Composting In Schools

The Effect of Particle Size on Bioavailability

Tom Richard

Decomposition occurs primarily on or near the surfaces of particles, where oxygen diffusion into the aqueous films covering the particle is adequate for aerobic metabolism, and the substrate itself is readily accessible to microorganisms and their extracellular enzymes. Small particles have more surface area per unit mass or volume than large particles, so if aeration is adequate small particles will degrade more quickly. Experiments have shown that the process of grinding compost materials can increase the decomposition rate by a factor of two (Gray and Sherman, 1970). Gray et al. (1971) recommend a particle size of 1.3 to 7.6 cm (0.5 to 2 inches), with the lower end of this scale suitable for forced aeration or continuously mixed systems, and the upper end for windrow and other passively aerated systems.

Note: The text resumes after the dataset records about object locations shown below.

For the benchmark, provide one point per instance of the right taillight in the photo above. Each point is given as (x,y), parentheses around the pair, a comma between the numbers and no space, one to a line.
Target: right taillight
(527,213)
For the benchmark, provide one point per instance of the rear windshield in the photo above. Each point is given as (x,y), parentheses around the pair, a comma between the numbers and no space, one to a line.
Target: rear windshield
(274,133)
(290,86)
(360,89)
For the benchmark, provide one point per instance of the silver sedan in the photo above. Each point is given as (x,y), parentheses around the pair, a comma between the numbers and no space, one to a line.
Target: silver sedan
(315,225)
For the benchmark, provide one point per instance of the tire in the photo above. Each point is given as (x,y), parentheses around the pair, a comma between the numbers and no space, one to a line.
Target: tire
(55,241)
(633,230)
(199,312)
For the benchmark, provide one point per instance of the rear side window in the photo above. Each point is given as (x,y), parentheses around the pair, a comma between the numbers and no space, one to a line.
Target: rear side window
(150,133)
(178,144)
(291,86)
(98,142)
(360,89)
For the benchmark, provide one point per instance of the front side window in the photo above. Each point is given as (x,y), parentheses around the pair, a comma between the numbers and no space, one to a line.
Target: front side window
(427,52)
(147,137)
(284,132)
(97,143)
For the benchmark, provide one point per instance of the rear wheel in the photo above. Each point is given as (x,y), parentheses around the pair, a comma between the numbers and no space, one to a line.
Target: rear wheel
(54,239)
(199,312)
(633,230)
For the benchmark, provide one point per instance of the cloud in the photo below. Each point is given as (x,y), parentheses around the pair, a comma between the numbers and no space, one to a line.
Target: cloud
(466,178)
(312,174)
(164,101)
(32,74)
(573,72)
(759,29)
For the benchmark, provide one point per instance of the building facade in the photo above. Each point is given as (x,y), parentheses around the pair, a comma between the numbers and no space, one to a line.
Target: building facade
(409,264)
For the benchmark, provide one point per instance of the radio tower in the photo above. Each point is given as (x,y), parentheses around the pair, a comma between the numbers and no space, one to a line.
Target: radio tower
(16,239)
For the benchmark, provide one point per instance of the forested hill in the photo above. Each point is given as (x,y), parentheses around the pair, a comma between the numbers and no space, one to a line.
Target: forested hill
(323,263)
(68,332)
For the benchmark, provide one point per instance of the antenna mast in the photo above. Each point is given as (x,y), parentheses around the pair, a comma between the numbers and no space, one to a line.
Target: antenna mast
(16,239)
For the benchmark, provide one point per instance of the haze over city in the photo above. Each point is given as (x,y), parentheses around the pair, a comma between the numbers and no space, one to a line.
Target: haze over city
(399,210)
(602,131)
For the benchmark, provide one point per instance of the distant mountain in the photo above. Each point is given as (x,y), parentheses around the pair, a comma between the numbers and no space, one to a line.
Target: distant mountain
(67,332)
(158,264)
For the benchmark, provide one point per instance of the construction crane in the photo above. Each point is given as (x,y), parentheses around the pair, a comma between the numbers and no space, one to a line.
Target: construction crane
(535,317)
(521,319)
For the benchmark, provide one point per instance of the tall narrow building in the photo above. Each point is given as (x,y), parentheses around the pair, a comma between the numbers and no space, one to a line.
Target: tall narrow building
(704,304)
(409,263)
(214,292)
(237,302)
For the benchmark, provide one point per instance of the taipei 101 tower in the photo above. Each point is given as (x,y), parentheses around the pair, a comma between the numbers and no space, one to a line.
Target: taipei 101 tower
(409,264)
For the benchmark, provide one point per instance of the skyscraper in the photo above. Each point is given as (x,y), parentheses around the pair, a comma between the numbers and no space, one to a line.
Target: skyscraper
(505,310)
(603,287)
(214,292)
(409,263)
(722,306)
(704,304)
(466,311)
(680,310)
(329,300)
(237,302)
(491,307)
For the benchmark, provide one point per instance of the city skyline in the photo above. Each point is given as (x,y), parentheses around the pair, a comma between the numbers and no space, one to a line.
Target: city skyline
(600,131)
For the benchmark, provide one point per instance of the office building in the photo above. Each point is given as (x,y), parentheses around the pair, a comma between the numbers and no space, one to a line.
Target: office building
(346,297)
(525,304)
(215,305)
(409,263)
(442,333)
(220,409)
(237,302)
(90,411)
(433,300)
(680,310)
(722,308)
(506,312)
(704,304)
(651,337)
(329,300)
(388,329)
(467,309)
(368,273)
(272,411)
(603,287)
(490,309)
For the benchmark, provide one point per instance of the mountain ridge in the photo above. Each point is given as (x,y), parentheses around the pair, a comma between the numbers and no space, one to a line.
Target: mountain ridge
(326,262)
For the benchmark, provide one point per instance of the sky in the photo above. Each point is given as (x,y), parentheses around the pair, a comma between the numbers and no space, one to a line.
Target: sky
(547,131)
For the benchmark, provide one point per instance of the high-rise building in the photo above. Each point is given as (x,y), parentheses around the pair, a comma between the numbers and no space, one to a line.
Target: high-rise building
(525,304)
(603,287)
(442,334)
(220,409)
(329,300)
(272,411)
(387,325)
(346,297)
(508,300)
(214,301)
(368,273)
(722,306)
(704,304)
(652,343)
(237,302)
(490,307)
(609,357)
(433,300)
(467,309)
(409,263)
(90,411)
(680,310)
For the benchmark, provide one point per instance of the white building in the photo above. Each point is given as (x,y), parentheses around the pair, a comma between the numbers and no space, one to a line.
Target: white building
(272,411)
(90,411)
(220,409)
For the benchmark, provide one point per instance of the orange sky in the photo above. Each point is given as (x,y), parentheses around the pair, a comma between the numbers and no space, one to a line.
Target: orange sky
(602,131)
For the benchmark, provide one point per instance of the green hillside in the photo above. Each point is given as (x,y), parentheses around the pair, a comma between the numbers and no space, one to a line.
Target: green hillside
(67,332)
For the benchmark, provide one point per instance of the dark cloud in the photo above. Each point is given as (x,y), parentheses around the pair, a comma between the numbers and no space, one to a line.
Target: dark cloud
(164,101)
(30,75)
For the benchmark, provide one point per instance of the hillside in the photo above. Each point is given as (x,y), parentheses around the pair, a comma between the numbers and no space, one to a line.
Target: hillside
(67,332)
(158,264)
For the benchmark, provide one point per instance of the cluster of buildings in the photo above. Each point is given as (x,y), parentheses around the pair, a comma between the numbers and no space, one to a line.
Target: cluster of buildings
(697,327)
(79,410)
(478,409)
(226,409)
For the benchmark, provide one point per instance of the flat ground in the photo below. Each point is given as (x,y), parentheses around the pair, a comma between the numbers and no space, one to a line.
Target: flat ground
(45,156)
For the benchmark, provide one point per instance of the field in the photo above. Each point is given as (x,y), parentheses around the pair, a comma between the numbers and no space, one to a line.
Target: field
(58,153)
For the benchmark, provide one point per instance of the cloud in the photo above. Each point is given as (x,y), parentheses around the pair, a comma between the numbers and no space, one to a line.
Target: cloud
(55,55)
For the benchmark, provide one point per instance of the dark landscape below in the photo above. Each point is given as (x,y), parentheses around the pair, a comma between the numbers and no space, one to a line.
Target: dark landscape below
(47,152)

A theoretical calculation by Haug (1993) suggests that for particles larger than 1 mm in thickness, oxygen may not diffuse all the way into the center of the particle. Thus the interior regions of large particles are probably anaerobic, and decomposition rates in this region are correspondingly slow. However, anaerobic conditions are more of a problem with small particles, as the resulting narrow pores readily fill with water due to capillary action. These issues are addressed more fully in the section on factors leading to anaerobic conditions.


Gray, K.R., and K. Sherman, 1970. Public Cleansing 60(7):343-354.
Gray, K.R., K. Sherman, and A.J. Biddlestone. Process Biochemistry 6(10):22-28.
Haug, R.T., 1993. Practical Handbook of Compost Eng'g. Lewis Publishers, Boca Ratan, FL. p.411.